Ainda assim, a maior parte dos livros infantis apresenta texto verbal e visual, propiciando ao leitor novas experiências por meio da interação entre os dois códigos verbais. Segundo Cademartori (2010), essa relação ainda pode ter níveis de complexidade diferentes, podendo ser de autonomia ou de complemento; ou, ainda, no sentido de confirmação ou contraponto, quando um código se opõe ao significado do outro. A autora cita, como exemplo, a obra Não vou dormir, de Cristiane Gribel e Orlando, na qual os textos verbal e visual entram em contradição criando uma situação de ironia, onde a personagem diz que não vai dormir, mas as ilustrações demonstram que ela mal consegue ficar de olhos abertos.

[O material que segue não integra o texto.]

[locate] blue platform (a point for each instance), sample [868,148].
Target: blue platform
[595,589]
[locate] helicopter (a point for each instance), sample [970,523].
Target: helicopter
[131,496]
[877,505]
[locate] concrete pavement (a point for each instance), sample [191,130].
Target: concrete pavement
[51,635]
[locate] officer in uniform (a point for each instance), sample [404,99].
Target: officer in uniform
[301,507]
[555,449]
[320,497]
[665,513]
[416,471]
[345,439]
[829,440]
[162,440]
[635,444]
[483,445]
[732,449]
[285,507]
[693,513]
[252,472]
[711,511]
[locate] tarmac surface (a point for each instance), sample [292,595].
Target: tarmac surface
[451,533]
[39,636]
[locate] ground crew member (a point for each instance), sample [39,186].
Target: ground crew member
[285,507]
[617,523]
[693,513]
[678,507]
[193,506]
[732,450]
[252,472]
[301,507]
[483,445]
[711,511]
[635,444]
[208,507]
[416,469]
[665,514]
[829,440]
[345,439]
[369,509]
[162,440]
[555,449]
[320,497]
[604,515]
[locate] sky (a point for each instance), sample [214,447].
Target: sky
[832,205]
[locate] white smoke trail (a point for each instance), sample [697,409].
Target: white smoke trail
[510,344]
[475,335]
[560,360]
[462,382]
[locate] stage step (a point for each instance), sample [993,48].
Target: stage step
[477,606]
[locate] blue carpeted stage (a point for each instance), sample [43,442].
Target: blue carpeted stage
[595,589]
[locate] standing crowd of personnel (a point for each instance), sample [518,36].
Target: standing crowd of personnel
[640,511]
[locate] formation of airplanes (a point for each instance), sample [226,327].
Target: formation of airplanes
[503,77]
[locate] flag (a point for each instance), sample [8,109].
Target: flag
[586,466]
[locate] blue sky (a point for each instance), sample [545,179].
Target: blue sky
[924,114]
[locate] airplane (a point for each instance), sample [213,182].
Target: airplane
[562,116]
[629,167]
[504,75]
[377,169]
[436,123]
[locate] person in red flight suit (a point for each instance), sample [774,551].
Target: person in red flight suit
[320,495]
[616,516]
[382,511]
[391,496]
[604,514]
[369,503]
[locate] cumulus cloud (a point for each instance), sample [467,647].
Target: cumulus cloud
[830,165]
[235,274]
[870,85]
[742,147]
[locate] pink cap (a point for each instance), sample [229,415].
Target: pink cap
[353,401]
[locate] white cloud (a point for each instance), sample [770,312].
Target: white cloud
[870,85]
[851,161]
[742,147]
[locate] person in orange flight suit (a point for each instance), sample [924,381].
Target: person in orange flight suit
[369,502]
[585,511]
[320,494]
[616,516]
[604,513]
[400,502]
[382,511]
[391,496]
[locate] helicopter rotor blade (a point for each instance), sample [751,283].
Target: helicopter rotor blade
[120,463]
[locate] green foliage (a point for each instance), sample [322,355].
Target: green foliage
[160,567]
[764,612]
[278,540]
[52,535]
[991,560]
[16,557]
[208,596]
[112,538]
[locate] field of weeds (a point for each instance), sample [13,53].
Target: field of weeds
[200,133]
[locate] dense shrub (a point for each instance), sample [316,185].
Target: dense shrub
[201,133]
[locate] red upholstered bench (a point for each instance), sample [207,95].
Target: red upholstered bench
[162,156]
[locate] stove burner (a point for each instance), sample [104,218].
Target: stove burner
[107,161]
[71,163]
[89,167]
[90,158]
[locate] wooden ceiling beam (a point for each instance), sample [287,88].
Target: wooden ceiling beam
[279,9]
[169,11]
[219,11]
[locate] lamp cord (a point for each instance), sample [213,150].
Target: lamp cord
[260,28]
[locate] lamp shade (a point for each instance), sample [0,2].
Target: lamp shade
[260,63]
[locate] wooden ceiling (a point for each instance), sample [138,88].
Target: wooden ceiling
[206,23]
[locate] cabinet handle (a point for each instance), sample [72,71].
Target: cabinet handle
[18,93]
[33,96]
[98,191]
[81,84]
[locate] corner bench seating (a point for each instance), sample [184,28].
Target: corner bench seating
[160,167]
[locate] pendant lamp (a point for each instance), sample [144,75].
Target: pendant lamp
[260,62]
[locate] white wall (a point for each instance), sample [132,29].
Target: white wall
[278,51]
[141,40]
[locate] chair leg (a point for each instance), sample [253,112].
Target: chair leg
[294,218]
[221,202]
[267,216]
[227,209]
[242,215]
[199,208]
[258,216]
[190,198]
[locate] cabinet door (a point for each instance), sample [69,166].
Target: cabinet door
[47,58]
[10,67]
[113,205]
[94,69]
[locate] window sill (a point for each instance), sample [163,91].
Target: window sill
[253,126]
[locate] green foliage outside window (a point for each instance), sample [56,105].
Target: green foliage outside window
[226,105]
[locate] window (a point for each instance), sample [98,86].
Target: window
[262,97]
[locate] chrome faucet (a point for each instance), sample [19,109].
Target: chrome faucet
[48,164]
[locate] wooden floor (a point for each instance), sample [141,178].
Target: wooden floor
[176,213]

Já na literatura infantil para leitores iniciantes, observa-se, em geral, que a ilustração atua como um elemento narrativo que enriquece o significado do texto escrito que, normalmente, é muito breve; e há também aqueles nos quais a imagem apenas representa uma personagem, um cenário, uma situação que já tenha sido narrada. Como conclui Cademartori (2010), na produção atual existe uma tendência de valorização dos dois códigos de linguagem interagindo entre si, possibilitando diversas interpretações e sensações em cada leitor. Silva (2005) também confirma que, hoje, a ilustração possui um papel crucial na percepção, na codificação e na concretização de elementos explícitos e implícitos de uma narrativa, caracterizando um sistema híbrido no qual palavras e imagens se misturam produzindo significado e dando origem a um processo particular de comunicação, amplamente associado à literatura para crianças.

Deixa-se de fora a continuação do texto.